Суд начался на прошлой неделе. Первый день Николай сидел, низко опустив голову, и в зал ни разу не глянул. На судей поглядел, а в зал — ни-ни. Двое судей ему понравились, а один — инвалид однорукий, слева сидевший, — показался чересчур злым и привередливым. Однорукий сидел, насупившись и глядел на Николая хмуро, а когда Матвей Филиппыч расспрашивал свидетелей — щурился и мотал головой. Зато двое других — седой мужчина посередке и пожилая врачиха из горбольницы, принимавшая у Тони роды и сейчас сидевшая справа от главного, — были, по всей видимости, люди добрые и справедливые. На другой день он начал потихоньку как бы ненароком поглядывать в зал, увидел Тоню, Люсю Фокину из цехкома, ребят из третьей сборки и цельную кучу пенсионеров. Те глядели на Николая, с укоризной, а знакомые ребята — обыкновенно, как на человека, а не на волка тамбовского.

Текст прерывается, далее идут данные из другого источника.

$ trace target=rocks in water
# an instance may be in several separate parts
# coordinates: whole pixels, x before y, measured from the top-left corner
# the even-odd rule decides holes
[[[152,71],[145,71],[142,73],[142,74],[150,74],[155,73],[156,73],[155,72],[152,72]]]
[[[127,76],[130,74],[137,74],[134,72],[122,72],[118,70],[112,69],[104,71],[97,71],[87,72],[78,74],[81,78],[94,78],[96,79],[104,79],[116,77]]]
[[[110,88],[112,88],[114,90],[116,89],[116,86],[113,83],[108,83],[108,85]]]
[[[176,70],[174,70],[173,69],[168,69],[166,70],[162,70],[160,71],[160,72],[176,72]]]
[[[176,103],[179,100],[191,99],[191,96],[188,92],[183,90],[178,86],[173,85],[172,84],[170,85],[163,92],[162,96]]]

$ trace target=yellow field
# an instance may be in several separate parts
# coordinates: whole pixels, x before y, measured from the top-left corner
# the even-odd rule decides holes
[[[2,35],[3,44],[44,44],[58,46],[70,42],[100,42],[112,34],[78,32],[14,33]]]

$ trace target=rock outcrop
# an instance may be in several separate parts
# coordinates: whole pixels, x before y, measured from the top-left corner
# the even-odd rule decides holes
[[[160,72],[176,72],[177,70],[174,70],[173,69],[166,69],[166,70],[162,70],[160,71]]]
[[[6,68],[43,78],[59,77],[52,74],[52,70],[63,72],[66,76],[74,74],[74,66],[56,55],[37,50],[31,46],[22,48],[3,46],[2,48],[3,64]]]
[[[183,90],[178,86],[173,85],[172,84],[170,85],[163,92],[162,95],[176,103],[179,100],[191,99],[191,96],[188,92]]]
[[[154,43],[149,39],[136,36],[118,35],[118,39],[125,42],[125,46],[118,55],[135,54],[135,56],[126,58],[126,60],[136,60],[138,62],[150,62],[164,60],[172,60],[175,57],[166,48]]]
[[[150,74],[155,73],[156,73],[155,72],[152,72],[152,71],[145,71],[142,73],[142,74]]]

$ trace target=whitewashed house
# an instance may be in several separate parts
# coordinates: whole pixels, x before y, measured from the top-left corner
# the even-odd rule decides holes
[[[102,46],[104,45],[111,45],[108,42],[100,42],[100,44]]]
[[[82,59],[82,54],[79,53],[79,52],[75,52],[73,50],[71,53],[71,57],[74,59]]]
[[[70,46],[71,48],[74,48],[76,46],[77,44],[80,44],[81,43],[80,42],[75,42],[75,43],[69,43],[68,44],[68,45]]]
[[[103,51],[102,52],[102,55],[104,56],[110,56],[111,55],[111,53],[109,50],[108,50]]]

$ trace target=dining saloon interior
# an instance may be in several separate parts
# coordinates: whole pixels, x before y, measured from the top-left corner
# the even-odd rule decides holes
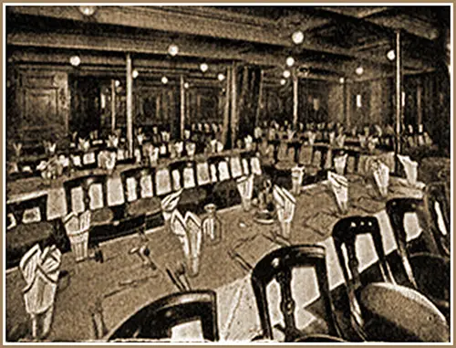
[[[6,342],[451,341],[440,5],[6,5]]]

Николай долго мыслил, что же сказать в своем последнем слове. Матвей Филиппыч твердой установки ему не дал, а только посоветовал высказаться короче, от сердца, чтобы судьи поняли, что творится у него на душе. Но когда подошел черед его слову, главный судья объявил перерыв на три дня, а с выходными — все пять суток получилось. Николай, ясно, испугался, а Матвей Филиппыч, спасибо ему, успокоил. Закон такой имеется, что в конце процесса, после слов обвиняемого, суд должен удалиться в совещательную комнату и заседать там до тех пор, пока приговор не вынесет. А приговор — документ серьезный, каждая, считай, буковка на своем месте должна стоять. Оттого-то судья прослушает дело, объявит перерыв и загодя напишет приговор, чтобы потом не мучиться и тот закон не нарушать. По смыслу, мол, все правильно, потому как после прений сторон дело суду ясное и без последнего слова подсудимого. Соль в том, что миг этот единственный и самый удобный — как только последнее слово прозвучит, перерыв уже не объявишь, не положено.

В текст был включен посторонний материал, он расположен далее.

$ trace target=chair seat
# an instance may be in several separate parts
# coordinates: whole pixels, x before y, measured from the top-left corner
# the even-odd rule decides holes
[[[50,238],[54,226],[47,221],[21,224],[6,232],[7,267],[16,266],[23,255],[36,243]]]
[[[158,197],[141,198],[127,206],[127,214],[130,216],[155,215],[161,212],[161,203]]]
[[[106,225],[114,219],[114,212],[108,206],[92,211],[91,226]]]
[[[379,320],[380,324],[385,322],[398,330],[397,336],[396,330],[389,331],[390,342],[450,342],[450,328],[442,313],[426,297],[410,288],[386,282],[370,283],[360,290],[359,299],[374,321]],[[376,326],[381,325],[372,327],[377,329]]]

Объяснение Матвей Филиппыча Николай своим умом понял, но ум — одно, а сердце — другое. Муторно на душе, и состояние такое, будто грибов поганых наелся. Ни с кем словом не перемолвится и сокамерников не замечает, словно их нет вовсе. И без устали перебирает прожитую жизнь, чтобы от приговора как-то отвлечься...
Детство Николай вспоминать не любит. Рос он в сельской местности, войны и оккупации по малолетству не запомнил, рано осиротел и, будучи подростком, мыслил только об одном — как бы скорее призвали в армию. Когда подошел срок, к своей большой радости, Николаи попал в громадный по его тогдашнему понятию город Ярославль, служил в автомобильном батальоне и выучился там на слесаря. А в увольнении спервоначалу терялся, потому как все городское было ему в диковинку: народ друг с дружкой на улице не здоровается, трамваи грохочут по-страшному, и заводы, заводы, заводы. Не было в Николае той развязной городской бойкости, без которой там и делать-то нечего, он чурался людей и в одиночку ходил то в кино, то в цирк. Потом мало-помалу пообвыкся, притерся, и появились у него городские женщины, не имевшие, считай, ничего общего со своими деревенскими товарками.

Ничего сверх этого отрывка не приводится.